Jakarta, Aktual.com — Pemerintah saat ini jangan bermimpi dapat menciptakan ketahanan pangan, apalagi kedaulatan pangan. Pasalnya dengan sistem kebijakan pangan yang saat ini masih salah urus, menjadikan kontradiksi di mata rantai pangan.

Salah urus pangan ini yang menyebabkan satu sisi harga pangan melambung tinggi, namun di sisi lain justru tidak menjadi stimulus dan daya tarik produsen, sehingga berdampak malah pada turunnya produksi.

“Di saat harga komoditas dunia menurun, harga pangan di Indonesia malah melonjak. Namun hal ini justru tidak mendorong para produsen. Ini bertabrakan dengan teori ekonomi,” ungkap Direktur Eksekutif INDEF, Enny Sri Hartati, di Jakarta, Senin (6/6).

Kondisi ini terjadi karena inkonsistensi kebijakan yang hanya mengedepankan pencitraan dan lips service belaka. Makanya, kalau begitu lupakan saja kedaulatan pangan. Karena kedaulatan pangan itu ujung tombaknya adalah subject man atau petani atau peternak itu sendiri.

“Tapi masalahnya petani tidak bergairah. Mereka tidak diuntungkan dengan kenaikan harga. Padahal secara teori ekonomi kalau harga pasar tinggi mestinya produksi juga bergairah. Tapi di Indonesia tidak. Ini yang lucu,” sindir dia.

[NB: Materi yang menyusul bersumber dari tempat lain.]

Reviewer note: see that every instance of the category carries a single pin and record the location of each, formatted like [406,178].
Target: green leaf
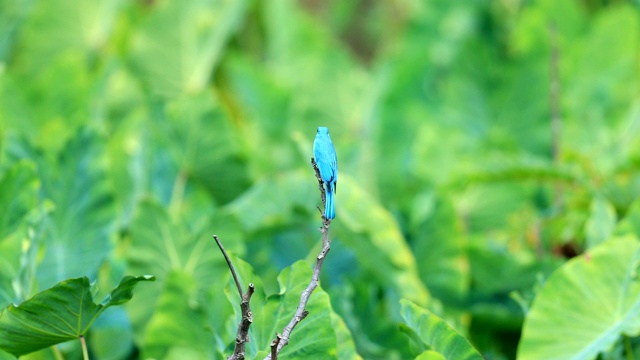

Hal ini terjadi, karena lonjakan harga yang terjadi itu bukan menguntungkan pihak petani dan peternak atau para produsen pangan itu. Mestinya jika pemerintah berencana menciptakan kedaulatan pangan, maka kebijakannya jangan salah urus lagi, harus bersifat subject man.

“Untuk itu, Indef berharap kebijakan ke depan lebih banyak insentif ekonomi buat para petani. Karena selama ini, setiap petani mengalami panen, harga tinggi di pasar tidak berdampak kepada petani. Kebijakan salah urus ini lah yang selama ini menjadi biang kerok,” papar dia.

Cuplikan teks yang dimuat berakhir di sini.